L’objectif principal du réseau RAMIP est de mettre en oeuvre une collaboration formalisée entre des professionnels libéraux (médecins, pharmaciens, etc.), des structures spécialisées en addictologie, des établissements hospitaliers, et autres travailleurs sociaux, structures d’insertion, de prévention, associations d’usagers…

Son rôle fondamental est de permettre pour une personne souffrant d’addiction, mais aussi pour son entourage, de bénéficier de prises en charge adaptées et pluridisciplinaires (médico-psychosociale).

Nos missions

Favoriser l’accès et la continuité des soins des personnes présentant des problématiques addictives par une prise en charge multidisciplinaire.

Identifier et rendre visible l'ensemble des acteurs en addictologie.

Développer les liens entre les professionnels par la connaissance mutuelle des acteurs, de leurs pratiques et de leurs besoins.

Mettre en place des actions d'information, de sensibilisation, de réflexion autour des pratiques.

Membres du bureau

Membres du Conseil d'Administration

Elu par l’Assemblée Générale Ordinaire de Janvier 2015, le Conseil d’Administration est composé de 20 membres, issus de l’ensemble des départements de la région Midi-Pyrénées.
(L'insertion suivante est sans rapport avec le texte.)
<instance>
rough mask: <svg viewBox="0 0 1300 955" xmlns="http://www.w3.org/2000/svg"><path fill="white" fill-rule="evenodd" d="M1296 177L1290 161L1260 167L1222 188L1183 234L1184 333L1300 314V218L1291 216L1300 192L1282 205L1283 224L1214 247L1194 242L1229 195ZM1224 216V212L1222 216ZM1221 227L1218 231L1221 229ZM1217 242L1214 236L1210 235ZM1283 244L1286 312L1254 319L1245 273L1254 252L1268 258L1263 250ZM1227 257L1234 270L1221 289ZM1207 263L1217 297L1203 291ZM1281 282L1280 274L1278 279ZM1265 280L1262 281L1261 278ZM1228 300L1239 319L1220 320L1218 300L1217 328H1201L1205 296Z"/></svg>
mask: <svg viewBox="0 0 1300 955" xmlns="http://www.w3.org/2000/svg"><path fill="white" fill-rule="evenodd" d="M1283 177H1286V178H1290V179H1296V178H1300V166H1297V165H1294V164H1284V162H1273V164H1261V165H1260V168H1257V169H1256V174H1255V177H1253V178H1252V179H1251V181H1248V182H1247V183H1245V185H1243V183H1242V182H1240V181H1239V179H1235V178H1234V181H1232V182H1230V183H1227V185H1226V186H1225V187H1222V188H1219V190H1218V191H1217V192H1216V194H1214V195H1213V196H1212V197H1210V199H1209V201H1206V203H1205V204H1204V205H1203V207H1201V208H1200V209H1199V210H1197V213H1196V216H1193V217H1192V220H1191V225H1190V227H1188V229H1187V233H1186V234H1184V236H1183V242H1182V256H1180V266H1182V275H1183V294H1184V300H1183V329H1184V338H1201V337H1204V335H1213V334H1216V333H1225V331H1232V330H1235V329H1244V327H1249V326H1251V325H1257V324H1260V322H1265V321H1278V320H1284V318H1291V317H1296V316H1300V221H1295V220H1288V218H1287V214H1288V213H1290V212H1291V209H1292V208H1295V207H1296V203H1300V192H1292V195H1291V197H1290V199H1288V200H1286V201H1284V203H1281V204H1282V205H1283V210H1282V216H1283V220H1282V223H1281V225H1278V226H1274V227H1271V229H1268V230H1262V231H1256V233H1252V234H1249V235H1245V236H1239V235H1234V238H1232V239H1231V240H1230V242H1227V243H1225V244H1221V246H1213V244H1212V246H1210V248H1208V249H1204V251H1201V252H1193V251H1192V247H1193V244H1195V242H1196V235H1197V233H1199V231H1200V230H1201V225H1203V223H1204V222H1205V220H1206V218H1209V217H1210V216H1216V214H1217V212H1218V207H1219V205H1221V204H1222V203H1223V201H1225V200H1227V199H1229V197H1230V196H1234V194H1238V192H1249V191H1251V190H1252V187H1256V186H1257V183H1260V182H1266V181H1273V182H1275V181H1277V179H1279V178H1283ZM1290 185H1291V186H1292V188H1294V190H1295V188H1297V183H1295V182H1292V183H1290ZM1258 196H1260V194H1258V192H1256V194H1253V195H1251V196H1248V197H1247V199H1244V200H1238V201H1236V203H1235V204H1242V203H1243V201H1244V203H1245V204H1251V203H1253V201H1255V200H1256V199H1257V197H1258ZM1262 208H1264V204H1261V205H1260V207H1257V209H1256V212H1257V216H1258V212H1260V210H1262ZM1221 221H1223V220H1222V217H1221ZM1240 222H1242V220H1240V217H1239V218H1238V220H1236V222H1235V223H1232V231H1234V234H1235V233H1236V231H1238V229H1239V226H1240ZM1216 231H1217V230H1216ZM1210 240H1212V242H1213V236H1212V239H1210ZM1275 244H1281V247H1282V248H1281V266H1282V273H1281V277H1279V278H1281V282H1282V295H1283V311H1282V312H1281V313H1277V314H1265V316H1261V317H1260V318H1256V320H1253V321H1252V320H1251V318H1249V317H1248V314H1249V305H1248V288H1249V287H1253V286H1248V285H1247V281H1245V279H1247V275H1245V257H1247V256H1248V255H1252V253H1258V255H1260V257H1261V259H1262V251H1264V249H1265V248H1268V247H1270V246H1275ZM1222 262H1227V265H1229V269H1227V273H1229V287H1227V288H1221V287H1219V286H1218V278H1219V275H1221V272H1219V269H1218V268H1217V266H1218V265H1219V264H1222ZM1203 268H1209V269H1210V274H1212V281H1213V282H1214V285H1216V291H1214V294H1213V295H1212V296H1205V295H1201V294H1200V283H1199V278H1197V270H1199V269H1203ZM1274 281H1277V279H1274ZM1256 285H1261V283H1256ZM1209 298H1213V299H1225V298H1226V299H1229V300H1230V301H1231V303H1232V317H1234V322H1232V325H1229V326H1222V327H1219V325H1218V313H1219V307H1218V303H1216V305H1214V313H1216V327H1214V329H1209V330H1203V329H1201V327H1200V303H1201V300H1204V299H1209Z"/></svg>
Il assure la direction administrative et politique du réseau. C’est une instance de représentativité d’une dynamique régionale forte. Sa composition n’est pas limitative. Les candidatures au Conseil d’Administration peuvent être individuelles ou faites au titre d’une structure (collective). Chaque membre du Conseil d’Administration peut nommer un suppléant.

Le règlement intérieur

Comité Opérationnel Régional (COR)

Le rôle du COR

Le Comité Opérationnel du RAMIP est le lieu de rencontres, d’échanges et de mise en commun  des idées, actions, projets, etc. qui émanent des différents territoires, afin de construire et de proposer des outils, des évènements, etc. à destinations des acteurs du réseau. Il fait le lien entre les besoins et les réalités de terrain des différents territoires pour aider les membres du RAMIP, les administrateurs et l’équipe à la réalisation et l’adaptation des actions. Il est le lieu de l’élaboration d’actions et/ou d’outils d’aide à la prise en charge.

Les délégués des départements ont pour missions de :

  • Faire remonter les besoins,
  • Faire émerger des demandes,
  • Aider à l’animation de la déclinaison territoriale des actions du réseau.

 

La composition du COR

Le COR est composé de délégués issus des différents Groupes Territoriaux, de professionnels libéraux et d’associations régionales. Ces membres ont pour mission de faire l’interface entre le COR et les membres du réseau de leur territoire. C’est une instance de travail avec un nombre limité de participants.

  • Cinq délégués en Haute-Garonne et deux délégués dans les autres départements de Midi-Pyrénées.
  • Quatre associations ou autres issues de dispositifs régionaux (Association Aides, CEIPa, Fédération Addiction, SMPR)
  • L’équipe du RAMIP

Les membres sont désignés pour une durée d’un an.